La peur de rentrer chez elles
Les viols sont particulièrement épouvantables dans une situation de guerre. En plus des traumatismes émotionnels, les victimes courent le risque d'une grossesse non désirée ou de maladies sexuellement transmissibles.
De nombreuses jeunes filles et femmes sont violées avec une telle brutalité qu'elles contractent une fistule traumatique qui les rendent incapables de retenir leur urine où leurs matières fécales. La fistule exige de patientes opérations et une convalescence prolongée.
En RDC, il n'existe que deux hôpitaux équipés pour prendre en charge la gravité de ces blessures. L'un d'eux est le centre hospitalier PANZI, soutenu par l'UNICEF.
Rencontrer les femmes et les filles de cet hôpital, c'est avoir le cour brisé. Des rescapées racontent avoir été victimes de viol collectif devant leur mari et d'avoir assisté au meurtre de leur famille avant d'être laissées pour morte.
Quand et si ces femmes retournent chez elles, elles sont souvent rejetées par leur famille et leur communauté.

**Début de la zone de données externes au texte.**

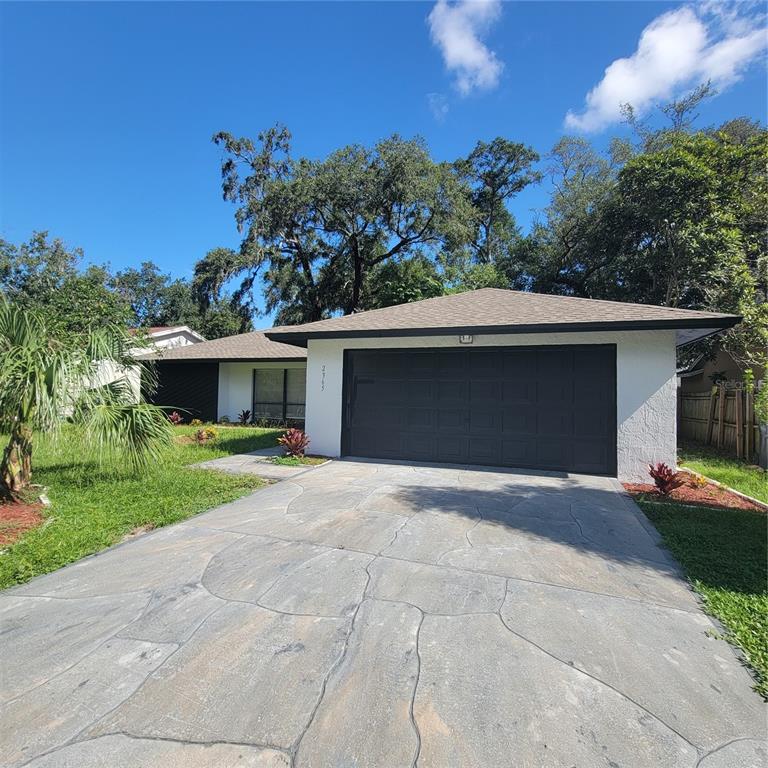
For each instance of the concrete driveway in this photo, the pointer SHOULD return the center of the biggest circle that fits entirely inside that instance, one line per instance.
(376, 615)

Et le pire peut-être, c'est que leurs violeurs sont souvent toujours en liberté.
« Elles ont peur de retourner dans leur village, » affirme le directeur de l'hôpital PANZI, le Dr Denis Mukwege.
« Halte au viol de nos ressources les plus précieuses »
L'UNICEF a pris des mesures contre la violence sexuelle en RDC. Un des plus récents programmes est la campagne mondiale « Halte au viol de nos ressources les plus précieuses, le pouvoir aux femmes et aux filles de République démocratique du Congo ».
Dans le cadre de ce mouvement mené au niveau local, l'UNICEF et ses partenaires apportent leur aide aux femmes de toutes les couches de la société pour qu'elles s'expriment sur la violence sexuelle dans des forums féminins et qu'elles deviennent des éléments mobilisateurs au sein de leur propre communauté. Dans le cadre de ce programme, les femmes parlent de leurs droits dans une culture qui a traditionnellement étouffé leurs voix. Pour beaucoup d'entre elles, c'était la première fois qu'elles entendaient parler de la violence sexuelle définie comme une violation de leurs droits.
« L'un des changements que j'ai remarqués est que les femmes ont le courage d'exprimer leurs avis avec plus de hardiesse, » affirme l'une des participantes du programme. « De plus, les femmes que nous préparons et que nous dotons de moyens d'action lors des forums ont une grande influence dans leur communauté. »
Parmi les activités de la campagne mondiale figure le soutien pour la réinsertion des victimes au sein de leurs communautés par l'intermédiaire de « Centres de la joie », des établissements qui offrent un suivi psychologique et des activités pour le développement des capacités personnelles ce qui peut à terme aider les femmes à se créer un revenu.
Des mesures concrètes sont nécessaires
Même s'il ne s'agit ici que des tout premiers pas, de tels programmes représentent des signes encourageants. Bien que les dommages physiques finissent par disparaître, de nombreuses femmes souffrent toujours de l'opprobre qui pèse sur le viol ainsi que du fait de savoir que les auteurs du crime sont sans doute toujours dans les parages.
En outre, en RDC, le nombre de viols commis par des civils qui ne font pas partie des groupes armés augmente également.
Le travail mené par la communauté humanitaire pour protéger les femmes et les filles a été essentiel mais le problème persistera tant que n'apparaîtra pas la volonté politique de mettre un terme aux hostilités. Par conséquent, l'UNICEF applaudit la résolution de l'ONU sur le viol comme arme de guerre et se félicite des mesures de suivi concrètes qui aideront les femmes de la RDC et des autres pays à trouver la sécurité et obtenir justice.
Pendant ce temps, en RDC, des femmes se mettent à militer, à manifester, à organiser divers événements et à essayer de retrouver leurs vies d'avant.